Run the trial with senior maintainers and newer engineers because the value pattern is different for each group.

Metrics To Track

Track metrics that connect Codex GitHub Action Tutorial to outcomes a budget owner and an engineering owner can both understand. A tool can look impressive in a demo and still fail if usage is low, quality is uneven, or the cost model changes under real workload volume.

Accepted AI-assisted diffs, rejected suggestions, reviewer comments, and post-merge fixes.
Time to repair failing tests, explain unfamiliar modules, and complete safe refactors.
Seat utilization, premium request exhaustion, and policy exceptions for sensitive repositories.

Budget And Risk Review

Commercially useful AI tooling decisions should include the subscription or API price, but they should also include support load, review time, observability, privacy controls, switching cost, and the cost of wrong or low-quality output. Treat the first estimate as a working model and update it with production evidence.

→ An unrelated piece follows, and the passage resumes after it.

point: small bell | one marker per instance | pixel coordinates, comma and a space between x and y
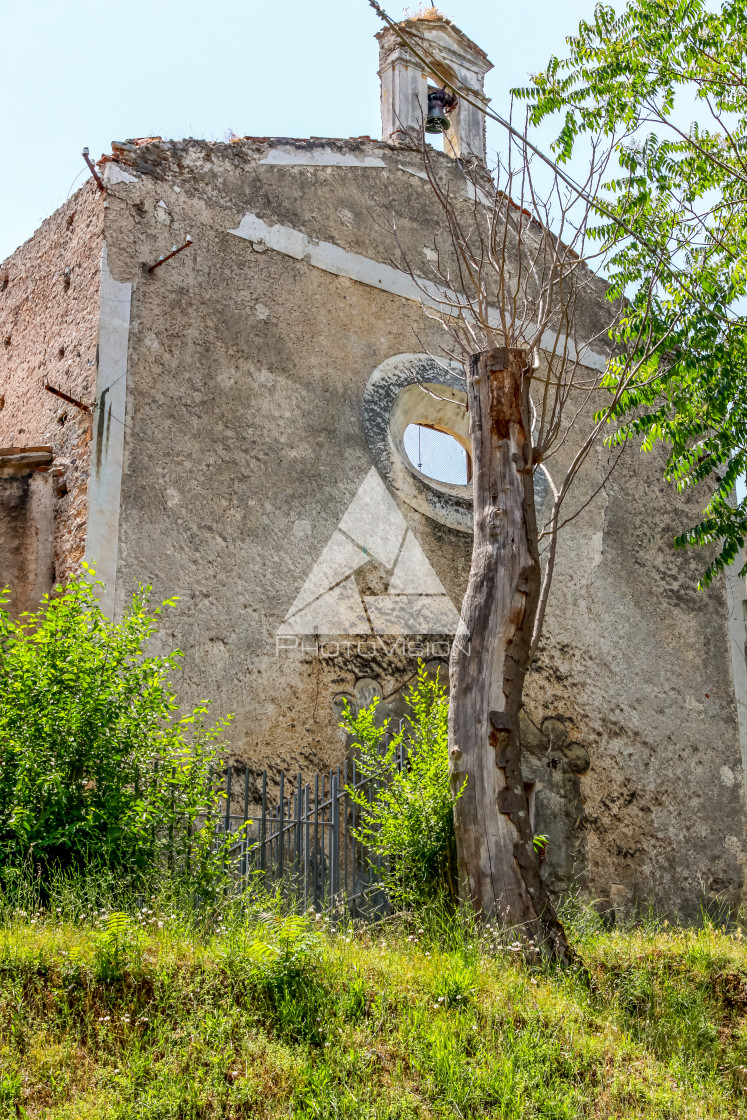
438, 102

Confirm private code handling, training opt-out, data retention, and enterprise policy controls.
Watch for over-generation: large patches that look productive but increase review cost.
Compare cost per accepted change rather than cost per seat alone.

Revisit the assistant after 30 days of real pull requests. A useful coding tool should reduce review latency and onboarding friction without increasing risky generated code.